There is no blame on the blind man, nor is there blame on the lame, nor is there blame on the sick, nor on yourselves that you eat from your houses, or your fathers' houses or your mothers' houses, or your brothers' houses, or your sisters' houses, or your paternal uncles' houses, or your paternal aunts' houses, or your maternal uncles' houses, or your maternal aunts' houses, or what you possess the keys of, or your friends' (houses). It is no sin in you that you eat together (including JOINT-FAMILY-SYSTEM which may help saving lots of expenditure) or separately. So when you enter houses, greet your people with a salutation from Allah, blessed (and) goodly; thus does Allah make clear to you the communications that you may understand, (Al_Quraan_024:061).

Warning for Negative thinkers: Those who wishes to go for zina and practically performs it, could be out of Islaam:

And those who guard their chastity, Except in the case of their wives or those whom their right hands possess-- for these surely are not to be blamed, BUT he who seeks to go beyond this, these it is that go BEYOUND THE LIMITS (are TRANSGRESSORS), (Al_Quraan_070.029-031).
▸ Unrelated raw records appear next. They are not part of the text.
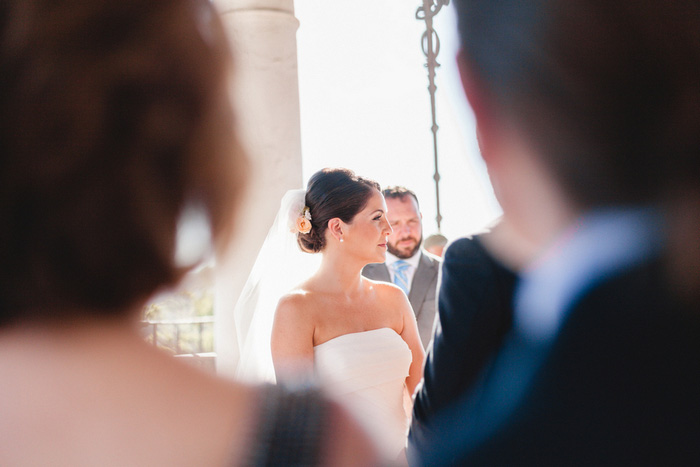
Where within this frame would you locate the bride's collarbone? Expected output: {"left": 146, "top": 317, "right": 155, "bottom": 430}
{"left": 313, "top": 303, "right": 402, "bottom": 337}
{"left": 311, "top": 296, "right": 389, "bottom": 317}
{"left": 309, "top": 282, "right": 394, "bottom": 307}
{"left": 303, "top": 285, "right": 402, "bottom": 327}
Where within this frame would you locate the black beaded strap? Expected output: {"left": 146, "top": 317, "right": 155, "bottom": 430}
{"left": 246, "top": 383, "right": 328, "bottom": 467}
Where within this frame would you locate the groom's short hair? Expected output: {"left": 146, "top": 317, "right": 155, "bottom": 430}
{"left": 453, "top": 0, "right": 700, "bottom": 208}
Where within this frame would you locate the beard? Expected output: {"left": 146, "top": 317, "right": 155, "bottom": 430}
{"left": 387, "top": 234, "right": 422, "bottom": 259}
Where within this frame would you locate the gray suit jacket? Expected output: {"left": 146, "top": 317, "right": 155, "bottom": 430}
{"left": 362, "top": 251, "right": 441, "bottom": 349}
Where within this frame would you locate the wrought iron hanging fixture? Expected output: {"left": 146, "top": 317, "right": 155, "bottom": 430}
{"left": 416, "top": 0, "right": 450, "bottom": 232}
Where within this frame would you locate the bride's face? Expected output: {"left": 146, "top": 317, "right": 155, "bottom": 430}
{"left": 342, "top": 190, "right": 393, "bottom": 264}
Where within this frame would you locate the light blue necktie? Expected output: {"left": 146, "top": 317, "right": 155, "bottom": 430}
{"left": 392, "top": 260, "right": 410, "bottom": 295}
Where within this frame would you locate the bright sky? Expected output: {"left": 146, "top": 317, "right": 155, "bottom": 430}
{"left": 294, "top": 1, "right": 502, "bottom": 242}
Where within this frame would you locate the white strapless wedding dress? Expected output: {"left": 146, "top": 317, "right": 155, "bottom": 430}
{"left": 314, "top": 327, "right": 412, "bottom": 458}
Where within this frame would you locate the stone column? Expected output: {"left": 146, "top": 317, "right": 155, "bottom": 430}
{"left": 213, "top": 0, "right": 303, "bottom": 378}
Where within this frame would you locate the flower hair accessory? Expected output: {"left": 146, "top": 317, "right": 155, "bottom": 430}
{"left": 292, "top": 206, "right": 312, "bottom": 234}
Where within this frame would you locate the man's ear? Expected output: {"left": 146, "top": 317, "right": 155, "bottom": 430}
{"left": 456, "top": 49, "right": 499, "bottom": 168}
{"left": 457, "top": 49, "right": 487, "bottom": 124}
{"left": 327, "top": 218, "right": 344, "bottom": 242}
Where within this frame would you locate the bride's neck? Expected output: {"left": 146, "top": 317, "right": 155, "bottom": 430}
{"left": 313, "top": 251, "right": 365, "bottom": 295}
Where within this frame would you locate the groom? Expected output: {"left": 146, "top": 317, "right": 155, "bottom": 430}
{"left": 408, "top": 1, "right": 700, "bottom": 465}
{"left": 362, "top": 186, "right": 440, "bottom": 350}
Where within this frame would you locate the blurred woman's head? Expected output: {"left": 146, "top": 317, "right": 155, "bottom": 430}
{"left": 454, "top": 0, "right": 700, "bottom": 209}
{"left": 297, "top": 168, "right": 381, "bottom": 253}
{"left": 0, "top": 0, "right": 246, "bottom": 325}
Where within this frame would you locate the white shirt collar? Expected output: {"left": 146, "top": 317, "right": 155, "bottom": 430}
{"left": 514, "top": 207, "right": 664, "bottom": 343}
{"left": 386, "top": 250, "right": 421, "bottom": 269}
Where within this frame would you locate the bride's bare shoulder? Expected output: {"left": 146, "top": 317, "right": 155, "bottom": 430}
{"left": 273, "top": 293, "right": 311, "bottom": 336}
{"left": 275, "top": 286, "right": 319, "bottom": 316}
{"left": 363, "top": 277, "right": 407, "bottom": 304}
{"left": 364, "top": 276, "right": 402, "bottom": 294}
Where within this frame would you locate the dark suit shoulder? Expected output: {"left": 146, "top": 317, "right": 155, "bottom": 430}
{"left": 443, "top": 236, "right": 493, "bottom": 265}
{"left": 454, "top": 259, "right": 700, "bottom": 465}
{"left": 440, "top": 237, "right": 517, "bottom": 314}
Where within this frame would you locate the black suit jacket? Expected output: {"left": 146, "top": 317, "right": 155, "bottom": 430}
{"left": 362, "top": 251, "right": 440, "bottom": 349}
{"left": 410, "top": 236, "right": 517, "bottom": 439}
{"left": 409, "top": 255, "right": 700, "bottom": 466}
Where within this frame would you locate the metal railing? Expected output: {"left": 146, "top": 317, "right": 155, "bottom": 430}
{"left": 141, "top": 315, "right": 214, "bottom": 356}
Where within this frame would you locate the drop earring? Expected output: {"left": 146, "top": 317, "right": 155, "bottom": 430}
{"left": 339, "top": 237, "right": 344, "bottom": 243}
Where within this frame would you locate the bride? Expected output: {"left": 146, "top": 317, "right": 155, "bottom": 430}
{"left": 235, "top": 168, "right": 425, "bottom": 460}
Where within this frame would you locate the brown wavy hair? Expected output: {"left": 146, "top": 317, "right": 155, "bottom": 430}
{"left": 0, "top": 0, "right": 246, "bottom": 324}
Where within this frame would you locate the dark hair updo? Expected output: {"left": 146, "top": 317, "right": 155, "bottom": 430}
{"left": 297, "top": 168, "right": 381, "bottom": 253}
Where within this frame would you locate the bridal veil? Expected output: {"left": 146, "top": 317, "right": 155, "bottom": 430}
{"left": 233, "top": 189, "right": 321, "bottom": 383}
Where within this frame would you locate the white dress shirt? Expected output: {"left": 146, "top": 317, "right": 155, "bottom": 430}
{"left": 515, "top": 207, "right": 663, "bottom": 342}
{"left": 386, "top": 250, "right": 421, "bottom": 293}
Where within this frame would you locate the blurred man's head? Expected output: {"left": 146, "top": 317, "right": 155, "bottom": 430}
{"left": 454, "top": 0, "right": 700, "bottom": 206}
{"left": 453, "top": 0, "right": 700, "bottom": 252}
{"left": 383, "top": 187, "right": 422, "bottom": 259}
{"left": 424, "top": 233, "right": 448, "bottom": 257}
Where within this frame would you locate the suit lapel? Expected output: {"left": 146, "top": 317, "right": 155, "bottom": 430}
{"left": 364, "top": 263, "right": 391, "bottom": 282}
{"left": 409, "top": 252, "right": 438, "bottom": 315}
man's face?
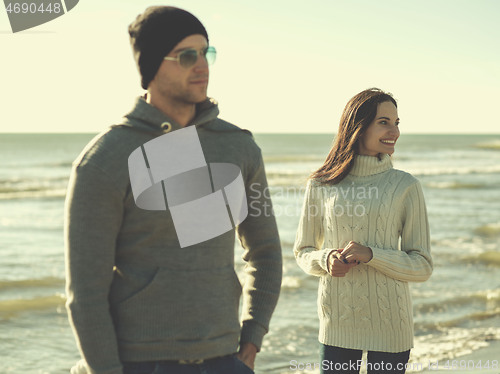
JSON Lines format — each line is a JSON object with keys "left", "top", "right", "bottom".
{"left": 149, "top": 34, "right": 209, "bottom": 106}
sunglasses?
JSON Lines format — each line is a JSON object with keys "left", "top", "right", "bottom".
{"left": 164, "top": 46, "right": 216, "bottom": 68}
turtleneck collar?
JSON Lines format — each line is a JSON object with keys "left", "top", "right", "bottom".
{"left": 349, "top": 154, "right": 393, "bottom": 177}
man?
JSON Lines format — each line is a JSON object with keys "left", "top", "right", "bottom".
{"left": 65, "top": 6, "right": 282, "bottom": 374}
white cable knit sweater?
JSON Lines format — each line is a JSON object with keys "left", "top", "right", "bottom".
{"left": 294, "top": 154, "right": 432, "bottom": 353}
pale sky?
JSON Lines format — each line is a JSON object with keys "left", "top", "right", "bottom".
{"left": 1, "top": 0, "right": 499, "bottom": 134}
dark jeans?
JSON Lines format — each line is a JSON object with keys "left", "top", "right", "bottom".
{"left": 123, "top": 354, "right": 254, "bottom": 374}
{"left": 320, "top": 344, "right": 410, "bottom": 374}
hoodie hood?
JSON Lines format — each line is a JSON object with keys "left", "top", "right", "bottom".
{"left": 117, "top": 96, "right": 220, "bottom": 135}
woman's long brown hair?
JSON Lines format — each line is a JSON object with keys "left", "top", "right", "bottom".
{"left": 311, "top": 88, "right": 397, "bottom": 185}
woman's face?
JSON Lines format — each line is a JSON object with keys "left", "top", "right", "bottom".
{"left": 358, "top": 101, "right": 400, "bottom": 156}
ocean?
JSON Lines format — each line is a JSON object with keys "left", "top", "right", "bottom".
{"left": 1, "top": 133, "right": 500, "bottom": 373}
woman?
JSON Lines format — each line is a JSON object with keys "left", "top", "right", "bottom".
{"left": 294, "top": 88, "right": 432, "bottom": 374}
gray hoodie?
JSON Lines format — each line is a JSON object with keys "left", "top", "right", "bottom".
{"left": 64, "top": 96, "right": 282, "bottom": 374}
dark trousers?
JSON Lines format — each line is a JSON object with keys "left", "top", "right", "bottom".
{"left": 123, "top": 354, "right": 254, "bottom": 374}
{"left": 320, "top": 344, "right": 410, "bottom": 374}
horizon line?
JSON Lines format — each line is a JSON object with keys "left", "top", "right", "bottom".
{"left": 1, "top": 131, "right": 500, "bottom": 136}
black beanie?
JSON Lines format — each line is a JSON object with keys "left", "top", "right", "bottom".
{"left": 128, "top": 6, "right": 209, "bottom": 90}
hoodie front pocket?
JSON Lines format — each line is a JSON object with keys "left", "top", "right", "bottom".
{"left": 111, "top": 266, "right": 242, "bottom": 342}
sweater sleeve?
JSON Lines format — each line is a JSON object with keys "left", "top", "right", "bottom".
{"left": 367, "top": 180, "right": 433, "bottom": 282}
{"left": 64, "top": 163, "right": 124, "bottom": 374}
{"left": 293, "top": 180, "right": 332, "bottom": 276}
{"left": 236, "top": 150, "right": 282, "bottom": 351}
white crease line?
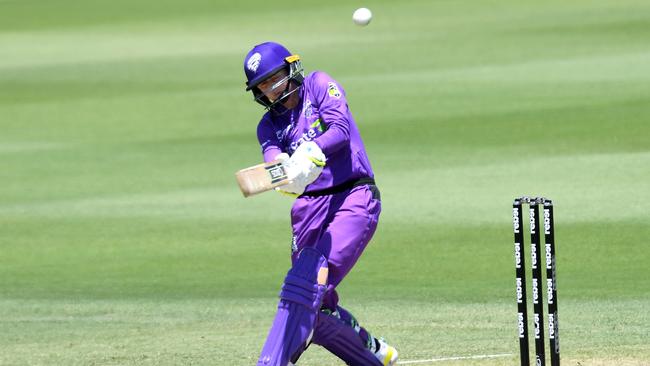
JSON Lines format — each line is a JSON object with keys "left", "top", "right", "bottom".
{"left": 398, "top": 353, "right": 513, "bottom": 364}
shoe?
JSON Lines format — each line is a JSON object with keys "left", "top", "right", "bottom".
{"left": 374, "top": 338, "right": 398, "bottom": 366}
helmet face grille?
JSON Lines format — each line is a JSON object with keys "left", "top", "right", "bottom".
{"left": 288, "top": 59, "right": 304, "bottom": 85}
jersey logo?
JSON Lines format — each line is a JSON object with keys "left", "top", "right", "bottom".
{"left": 327, "top": 82, "right": 341, "bottom": 98}
{"left": 276, "top": 123, "right": 293, "bottom": 141}
{"left": 291, "top": 235, "right": 298, "bottom": 253}
{"left": 310, "top": 119, "right": 325, "bottom": 133}
{"left": 247, "top": 52, "right": 262, "bottom": 73}
{"left": 289, "top": 123, "right": 322, "bottom": 152}
{"left": 303, "top": 100, "right": 313, "bottom": 118}
{"left": 261, "top": 139, "right": 273, "bottom": 150}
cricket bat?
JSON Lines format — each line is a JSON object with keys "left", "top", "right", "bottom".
{"left": 235, "top": 159, "right": 290, "bottom": 197}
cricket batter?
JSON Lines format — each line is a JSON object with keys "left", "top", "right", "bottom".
{"left": 243, "top": 42, "right": 398, "bottom": 366}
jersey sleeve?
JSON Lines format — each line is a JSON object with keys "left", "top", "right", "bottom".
{"left": 310, "top": 72, "right": 352, "bottom": 156}
{"left": 256, "top": 114, "right": 283, "bottom": 162}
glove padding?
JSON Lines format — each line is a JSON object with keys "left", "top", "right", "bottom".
{"left": 275, "top": 142, "right": 326, "bottom": 196}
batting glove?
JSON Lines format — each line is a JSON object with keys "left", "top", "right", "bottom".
{"left": 275, "top": 142, "right": 326, "bottom": 196}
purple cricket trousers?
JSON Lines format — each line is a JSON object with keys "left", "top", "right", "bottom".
{"left": 290, "top": 183, "right": 381, "bottom": 309}
{"left": 257, "top": 182, "right": 385, "bottom": 366}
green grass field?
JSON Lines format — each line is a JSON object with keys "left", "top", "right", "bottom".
{"left": 1, "top": 0, "right": 649, "bottom": 365}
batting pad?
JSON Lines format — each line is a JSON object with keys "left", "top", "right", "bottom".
{"left": 312, "top": 312, "right": 383, "bottom": 366}
{"left": 257, "top": 248, "right": 328, "bottom": 366}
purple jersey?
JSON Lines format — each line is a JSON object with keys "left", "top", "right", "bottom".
{"left": 256, "top": 71, "right": 374, "bottom": 193}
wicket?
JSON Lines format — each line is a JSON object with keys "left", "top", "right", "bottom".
{"left": 512, "top": 196, "right": 559, "bottom": 366}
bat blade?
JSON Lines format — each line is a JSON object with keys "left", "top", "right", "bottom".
{"left": 235, "top": 159, "right": 290, "bottom": 197}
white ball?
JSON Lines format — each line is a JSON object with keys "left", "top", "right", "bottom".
{"left": 352, "top": 7, "right": 372, "bottom": 26}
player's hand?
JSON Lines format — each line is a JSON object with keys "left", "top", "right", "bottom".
{"left": 275, "top": 142, "right": 326, "bottom": 196}
{"left": 274, "top": 153, "right": 290, "bottom": 163}
{"left": 293, "top": 141, "right": 326, "bottom": 168}
{"left": 289, "top": 141, "right": 326, "bottom": 186}
{"left": 272, "top": 153, "right": 302, "bottom": 196}
{"left": 271, "top": 153, "right": 305, "bottom": 196}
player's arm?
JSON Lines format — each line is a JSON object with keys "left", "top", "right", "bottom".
{"left": 310, "top": 72, "right": 352, "bottom": 156}
{"left": 258, "top": 116, "right": 325, "bottom": 194}
{"left": 236, "top": 119, "right": 324, "bottom": 197}
{"left": 235, "top": 149, "right": 324, "bottom": 197}
{"left": 257, "top": 115, "right": 283, "bottom": 162}
{"left": 275, "top": 142, "right": 325, "bottom": 196}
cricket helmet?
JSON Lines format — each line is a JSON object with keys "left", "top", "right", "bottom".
{"left": 243, "top": 42, "right": 304, "bottom": 111}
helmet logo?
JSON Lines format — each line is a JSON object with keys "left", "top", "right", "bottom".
{"left": 247, "top": 52, "right": 262, "bottom": 73}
Remember: Build your Sweet Home to not only smell good but also taste sweet as well, which can only be done through positive attitudes. A parent would never like to see their sons & daughters living separately in his life, and prefer to live in a joint-family-system along with his grandchildren, if all can afford with positive attitudes. A JOINT-FAMILY-SYSTEM may help save lots of expenditures, if you all have positive attitudes, fear Allah and keep your eyes & ears open all the time. Wish you all the best, AMEEN. Remember: Muslims and Muslimahs are Auliyas (Protectors) to each other.